My colleague Paul Waldman lashes Indiana Governor Mitch Daniels for being a proponent of harsh drug laws in the 1980s despite receiving, as a Princeton student, the kind of mild sanctions the average white kid of means usually gets for drug possession:
But his logic seems be this: When the police found me with a huge amount of drugs, I was given a slap on the wrist, and I then went on to a productive life. Which shows that kids today who did what I did ought to have to leave school and get chucked in jail with murderers and rapists. Perhaps Daniels has changed his position on this issue since 1989 -- lots of other people have. But it's worth asking, particularly since he's probably going to run for president, if not next year then in 2016.
Luckily for the state of Indiana, Daniels has changed. Last year he commissioned a study from the Justice Center and the Pew Center on the States, two forward-minded think tanks on the subject of criminal justice reform, that recommended changes to Indiana's criminal justice system in order to reduce the size of the prison population and its cost to the state. Indiana's prison population had grown by 48 percent between 2000 and 2008. The report recommended the use of graduated sanctions, community supervision, dispensing with the state's more draconian penalties for certain kinds of crimes (particularly low-level and nonviolent drug offenses), and giving judges more discretion in sentencing. Daniels endorsed its findings.
In short, pretty promising stuff. Unfortunately, he's been stymied by his own party, and the bill has been watered down by legislators who accused Daniels of trying to save money by letting dangerous people out onto the street. That's disappointing and probably inevitable, but also potentially a consequence of emphasizing mostly the monetary, rather than moral and social costs, of mass incarceration to the state of Indiana.
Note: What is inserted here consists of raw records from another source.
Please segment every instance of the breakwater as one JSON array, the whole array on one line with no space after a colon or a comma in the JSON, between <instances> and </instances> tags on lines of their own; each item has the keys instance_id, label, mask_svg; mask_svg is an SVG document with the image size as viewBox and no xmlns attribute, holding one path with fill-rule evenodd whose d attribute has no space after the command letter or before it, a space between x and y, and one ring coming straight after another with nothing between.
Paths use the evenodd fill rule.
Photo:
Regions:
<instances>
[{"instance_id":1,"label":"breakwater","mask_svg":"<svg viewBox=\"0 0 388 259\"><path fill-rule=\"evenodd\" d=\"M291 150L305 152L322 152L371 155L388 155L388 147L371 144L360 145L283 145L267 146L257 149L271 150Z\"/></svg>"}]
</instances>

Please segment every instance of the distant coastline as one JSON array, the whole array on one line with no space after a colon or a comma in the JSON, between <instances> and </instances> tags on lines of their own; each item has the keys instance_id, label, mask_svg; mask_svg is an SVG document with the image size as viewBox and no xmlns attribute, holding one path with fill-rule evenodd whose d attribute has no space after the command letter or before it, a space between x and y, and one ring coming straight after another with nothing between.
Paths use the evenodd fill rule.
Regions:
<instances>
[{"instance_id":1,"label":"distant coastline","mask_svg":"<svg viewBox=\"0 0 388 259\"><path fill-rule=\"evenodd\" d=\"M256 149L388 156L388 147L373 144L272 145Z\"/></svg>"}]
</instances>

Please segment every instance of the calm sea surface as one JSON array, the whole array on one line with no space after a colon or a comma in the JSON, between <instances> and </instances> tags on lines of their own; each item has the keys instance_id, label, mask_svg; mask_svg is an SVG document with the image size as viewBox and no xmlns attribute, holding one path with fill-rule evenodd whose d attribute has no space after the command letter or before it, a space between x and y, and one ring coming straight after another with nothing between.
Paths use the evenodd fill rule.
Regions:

Anyway, the point is in that, despite Daniels jumping on the tough on crime bandwagon back in the 1980s, he's part of a very positive vanguard of criminal justice reform on the right. Ultimately, what he's trying to do in Indiana could have a much greater impact on mass incarceration, and on the ability of the people to lead productive lives post-incarceration, than his own personal hypocrisy from 20 years ago. I hope more of his former drug warriors follow his lead.